Con sentenza n. 254 del 13 novembre 2014, la Corte Costituzionale ha ritenuto illegittimo, in quanto contrastante con l’articolo 3 della Costituzione, l’art. 36-bis, c. 7, lett. a), del Decreto Legge n. 223 del 4 luglio 2006,  (convertito della legge n. 248 del 4 agosto 2006), nella parte in cui stabilisce: “L’importo delle sanzioni civili connesse all’omesso versamento dei contributi e premi riferiti a ciascun lavoratore di cui al periodo precedente non può essere inferiore a euro 3.000, indipendentemente dalla durata della prestazione lavorativa accertata“.

In altri termini, poiché le sanzioni civili connesse all’omesso versamento di contributi e premi hanno una funzione essenzialmente risarcitoria, essendo volte a quantificare, in via preventiva e forfettaria, il danno subito dall’ente previdenziale, la previsione di una soglia minima disancorata dalla durata della prestazione lavorativa accertata, dalla quale dipende l’entità dell’inadempimento contributivo e del relativo danno, è irragionevole.

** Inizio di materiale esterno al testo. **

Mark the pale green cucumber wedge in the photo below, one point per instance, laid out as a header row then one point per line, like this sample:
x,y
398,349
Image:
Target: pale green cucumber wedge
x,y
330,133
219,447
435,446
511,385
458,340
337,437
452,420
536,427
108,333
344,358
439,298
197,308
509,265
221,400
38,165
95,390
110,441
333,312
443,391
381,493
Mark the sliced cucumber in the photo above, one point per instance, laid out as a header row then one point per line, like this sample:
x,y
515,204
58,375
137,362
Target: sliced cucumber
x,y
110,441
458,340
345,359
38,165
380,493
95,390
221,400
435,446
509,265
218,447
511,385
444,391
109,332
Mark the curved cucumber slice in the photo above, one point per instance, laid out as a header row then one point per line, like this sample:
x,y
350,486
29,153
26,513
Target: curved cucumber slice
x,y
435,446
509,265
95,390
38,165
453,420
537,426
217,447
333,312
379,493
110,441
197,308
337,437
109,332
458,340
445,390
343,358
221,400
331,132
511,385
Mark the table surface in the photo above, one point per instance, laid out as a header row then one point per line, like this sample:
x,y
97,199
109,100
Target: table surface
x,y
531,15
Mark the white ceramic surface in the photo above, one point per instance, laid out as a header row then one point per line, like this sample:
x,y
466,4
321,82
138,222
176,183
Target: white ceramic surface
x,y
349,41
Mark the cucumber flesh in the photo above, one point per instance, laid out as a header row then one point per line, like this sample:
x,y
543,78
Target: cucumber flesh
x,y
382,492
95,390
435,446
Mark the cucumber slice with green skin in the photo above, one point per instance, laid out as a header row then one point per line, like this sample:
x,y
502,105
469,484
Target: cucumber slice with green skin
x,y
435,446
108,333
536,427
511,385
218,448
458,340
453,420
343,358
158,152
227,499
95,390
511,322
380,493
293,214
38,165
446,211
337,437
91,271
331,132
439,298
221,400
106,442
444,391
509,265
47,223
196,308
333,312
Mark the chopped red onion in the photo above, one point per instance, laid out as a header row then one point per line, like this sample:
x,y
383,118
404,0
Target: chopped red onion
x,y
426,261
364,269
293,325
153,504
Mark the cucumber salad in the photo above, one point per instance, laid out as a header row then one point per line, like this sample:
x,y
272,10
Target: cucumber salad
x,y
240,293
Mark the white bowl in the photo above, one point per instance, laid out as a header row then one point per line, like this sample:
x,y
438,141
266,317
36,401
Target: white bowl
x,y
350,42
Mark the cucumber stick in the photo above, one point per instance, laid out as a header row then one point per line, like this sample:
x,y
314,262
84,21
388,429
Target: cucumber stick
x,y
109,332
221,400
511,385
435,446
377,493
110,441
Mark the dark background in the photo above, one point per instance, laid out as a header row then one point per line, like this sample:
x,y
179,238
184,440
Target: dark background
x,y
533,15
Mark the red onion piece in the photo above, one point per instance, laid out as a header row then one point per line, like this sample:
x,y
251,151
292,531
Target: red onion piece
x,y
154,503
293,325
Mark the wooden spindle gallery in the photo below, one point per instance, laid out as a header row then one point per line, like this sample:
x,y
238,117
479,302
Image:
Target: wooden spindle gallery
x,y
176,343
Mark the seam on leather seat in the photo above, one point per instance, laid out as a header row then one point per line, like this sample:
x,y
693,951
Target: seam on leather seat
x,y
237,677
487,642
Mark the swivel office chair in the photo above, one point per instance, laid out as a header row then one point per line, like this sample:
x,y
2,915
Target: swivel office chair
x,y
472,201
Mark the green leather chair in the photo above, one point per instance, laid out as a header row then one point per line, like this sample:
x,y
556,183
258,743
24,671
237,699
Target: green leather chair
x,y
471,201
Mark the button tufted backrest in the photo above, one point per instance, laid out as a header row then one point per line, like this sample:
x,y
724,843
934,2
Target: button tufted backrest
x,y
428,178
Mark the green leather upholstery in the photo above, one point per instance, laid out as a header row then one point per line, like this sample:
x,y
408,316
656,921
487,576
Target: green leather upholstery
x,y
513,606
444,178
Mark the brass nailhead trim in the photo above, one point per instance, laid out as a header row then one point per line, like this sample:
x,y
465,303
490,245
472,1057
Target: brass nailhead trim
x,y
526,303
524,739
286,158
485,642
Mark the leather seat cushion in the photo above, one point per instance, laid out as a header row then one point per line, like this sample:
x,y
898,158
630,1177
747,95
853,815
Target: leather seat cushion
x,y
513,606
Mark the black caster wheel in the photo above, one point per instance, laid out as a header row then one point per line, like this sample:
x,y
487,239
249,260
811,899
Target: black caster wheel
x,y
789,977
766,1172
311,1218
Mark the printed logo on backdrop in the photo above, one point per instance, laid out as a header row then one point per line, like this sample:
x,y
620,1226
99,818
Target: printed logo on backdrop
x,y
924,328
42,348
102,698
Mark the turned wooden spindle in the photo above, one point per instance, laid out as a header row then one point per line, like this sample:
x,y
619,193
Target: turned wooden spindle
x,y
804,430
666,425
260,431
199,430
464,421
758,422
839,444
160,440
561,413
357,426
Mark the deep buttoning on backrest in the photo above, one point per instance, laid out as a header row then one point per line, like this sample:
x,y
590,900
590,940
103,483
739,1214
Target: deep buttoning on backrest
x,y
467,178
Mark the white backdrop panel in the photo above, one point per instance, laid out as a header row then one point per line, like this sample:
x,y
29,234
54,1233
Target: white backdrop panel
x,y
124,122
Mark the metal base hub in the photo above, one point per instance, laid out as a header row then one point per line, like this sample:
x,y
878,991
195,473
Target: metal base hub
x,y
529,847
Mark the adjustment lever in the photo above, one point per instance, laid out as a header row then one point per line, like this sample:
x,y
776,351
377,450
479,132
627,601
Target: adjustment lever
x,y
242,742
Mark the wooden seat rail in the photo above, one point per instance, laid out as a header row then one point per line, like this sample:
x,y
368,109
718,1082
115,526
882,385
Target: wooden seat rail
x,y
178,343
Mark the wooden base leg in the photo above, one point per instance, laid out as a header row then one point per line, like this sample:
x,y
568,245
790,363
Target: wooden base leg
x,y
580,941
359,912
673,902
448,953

Nella stessa sentenza, i giudici hanno ritenuto non fondata la questione di illegittimità costituzionale dell’art. 29, comma 2, del D.L.vo 276/2’003, prima delle modifiche apportate dal Decreto Legge n. 5/2012, ricomprendeva nell’oggetto dell’obbligazione solidale gravante sul committente in caso di appalto anche le sanzioni civili connesse all’inadempimento contributivo dell’appaltatore-datore di lavoro.

A seguire la sentenza n. 254 del 13 novembre 2014.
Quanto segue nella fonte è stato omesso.